In startup land, the C-Corp has reigned supreme for a number of reasons, but largely because venture capitalists simply won’t invest in anything but a C-corp.
Background: For a general overview of the benefits/costs of LLCs v. Corps, I usually forward these two articles to our clients: Choice of Entity and What Type of Entity Should I Form? And if you want a simple argument in favor of C-Corps, try Top Reasons to Choose a C-Corp.
All of the above articles provide very good analyses on the legal and tax nuances of the two entity types, but at the end of the day, the real push for someone to use the LLC form is very simple: a single layer of tax without the handcuffs that S-Corp status places on your equity structure. Corporations have two layers. And the real pull away from it is just as simple: VCs only invest in Corps.
In our practice group, we’ve definitely noticed an uptick in the number of entrepreneurs choosing to start as LLCs from the get-go, notwithstanding the fact that our standard start-up fixed-fee package (quite popular) doesn’t apply to LLCs. This would suggest that something related to the push/pull factors has changed.
The logical explanation for this trend would be unsurprising to anyone who follows the funding environment in the startup ecosystem :
- Starting & running a startup keeps getting cheaper
- Bootstrapping is therefore possible for much longer
- Angel investing has become hip, so more early-stage non-VC capital
- Strategic investment in startups from established companies is also on the rise
In a nutshell, these trends allow startups to last for longer periods of time without having to raise money from venture capitalists.
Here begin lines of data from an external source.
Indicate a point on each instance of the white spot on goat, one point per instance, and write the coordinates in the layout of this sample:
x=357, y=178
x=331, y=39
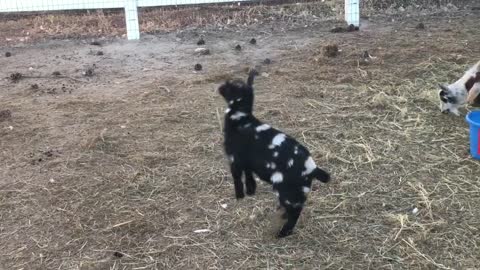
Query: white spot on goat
x=309, y=166
x=262, y=128
x=278, y=139
x=277, y=177
x=237, y=115
x=290, y=163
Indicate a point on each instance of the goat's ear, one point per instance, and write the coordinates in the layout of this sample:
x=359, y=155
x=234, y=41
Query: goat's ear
x=443, y=87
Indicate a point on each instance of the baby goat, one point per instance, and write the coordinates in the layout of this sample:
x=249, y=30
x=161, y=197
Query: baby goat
x=464, y=90
x=256, y=148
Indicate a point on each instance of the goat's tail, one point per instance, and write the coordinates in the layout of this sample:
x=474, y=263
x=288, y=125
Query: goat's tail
x=321, y=175
x=251, y=76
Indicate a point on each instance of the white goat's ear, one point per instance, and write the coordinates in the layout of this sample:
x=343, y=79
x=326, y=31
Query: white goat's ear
x=443, y=87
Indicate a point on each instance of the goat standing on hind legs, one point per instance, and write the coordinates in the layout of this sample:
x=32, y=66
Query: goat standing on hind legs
x=256, y=148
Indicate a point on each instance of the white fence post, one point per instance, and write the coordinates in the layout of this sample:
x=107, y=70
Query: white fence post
x=352, y=12
x=131, y=19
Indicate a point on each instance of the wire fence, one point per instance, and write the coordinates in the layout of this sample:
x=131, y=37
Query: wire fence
x=131, y=7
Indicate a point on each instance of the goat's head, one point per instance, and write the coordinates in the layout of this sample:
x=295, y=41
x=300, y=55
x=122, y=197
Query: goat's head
x=238, y=94
x=448, y=102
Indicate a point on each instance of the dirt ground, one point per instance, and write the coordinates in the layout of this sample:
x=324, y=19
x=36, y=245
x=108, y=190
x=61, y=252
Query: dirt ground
x=124, y=169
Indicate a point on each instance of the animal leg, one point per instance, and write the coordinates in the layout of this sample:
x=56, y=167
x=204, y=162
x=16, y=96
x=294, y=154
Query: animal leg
x=293, y=213
x=237, y=181
x=250, y=183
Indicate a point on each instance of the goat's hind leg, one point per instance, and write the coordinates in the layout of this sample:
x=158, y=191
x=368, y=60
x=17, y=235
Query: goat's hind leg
x=250, y=183
x=237, y=180
x=293, y=213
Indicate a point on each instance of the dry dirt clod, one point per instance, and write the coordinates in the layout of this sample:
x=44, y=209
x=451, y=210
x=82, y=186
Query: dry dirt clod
x=338, y=29
x=118, y=254
x=5, y=114
x=420, y=26
x=331, y=50
x=202, y=51
x=89, y=72
x=15, y=77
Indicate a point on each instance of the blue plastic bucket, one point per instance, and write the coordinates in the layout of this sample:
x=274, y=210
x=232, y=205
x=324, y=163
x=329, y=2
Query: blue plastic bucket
x=473, y=119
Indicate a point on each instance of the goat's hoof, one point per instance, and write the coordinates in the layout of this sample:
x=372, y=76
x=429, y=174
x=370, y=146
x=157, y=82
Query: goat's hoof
x=283, y=234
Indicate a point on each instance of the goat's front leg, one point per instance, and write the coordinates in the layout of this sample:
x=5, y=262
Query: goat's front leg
x=250, y=182
x=473, y=93
x=293, y=213
x=237, y=180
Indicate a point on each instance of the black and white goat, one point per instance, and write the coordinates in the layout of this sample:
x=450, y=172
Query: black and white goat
x=464, y=90
x=256, y=148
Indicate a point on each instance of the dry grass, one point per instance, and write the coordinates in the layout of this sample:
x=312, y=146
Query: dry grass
x=144, y=174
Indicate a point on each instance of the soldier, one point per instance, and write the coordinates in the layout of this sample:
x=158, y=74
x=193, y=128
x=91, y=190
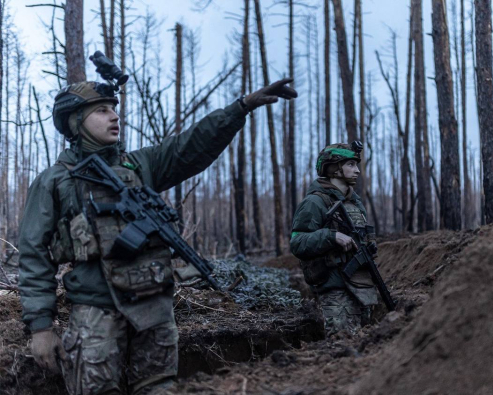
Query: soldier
x=323, y=248
x=112, y=345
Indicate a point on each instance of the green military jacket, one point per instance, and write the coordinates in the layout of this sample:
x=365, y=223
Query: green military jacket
x=311, y=239
x=52, y=196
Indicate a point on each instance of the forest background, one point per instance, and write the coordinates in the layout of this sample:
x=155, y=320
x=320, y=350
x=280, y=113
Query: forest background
x=400, y=75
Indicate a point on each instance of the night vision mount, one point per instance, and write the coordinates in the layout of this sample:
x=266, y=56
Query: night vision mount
x=107, y=69
x=357, y=146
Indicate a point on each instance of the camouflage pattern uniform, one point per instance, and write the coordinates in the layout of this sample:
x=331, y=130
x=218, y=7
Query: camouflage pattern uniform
x=114, y=346
x=346, y=304
x=101, y=345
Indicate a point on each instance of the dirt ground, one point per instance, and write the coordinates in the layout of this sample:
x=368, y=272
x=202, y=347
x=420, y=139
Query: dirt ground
x=437, y=342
Angels and strategic investors are generally not LLC-averse.
If you plan on raising VC money in 6 months after formation, then the tax benefits of an LLC are pretty much null, especially when you factor in the cost of conversion at funding. But for a number of companies who can now expect to operate for years, generate revenue, and even turn a profit well before raising a traditional Series A (if ever), the cost-benefit analysis of LLC v. Corp has changed.
C-Corp is still king, as it still should be for most tech startups, but the LLC is increasingly gaining credibility as well. In the legal field, repetition is the mother of efficiency. As more LLCs are formed, standardized docs will emerge, and the gap in legal costs between forming an LLC v. a C-Corp will continue to shrink.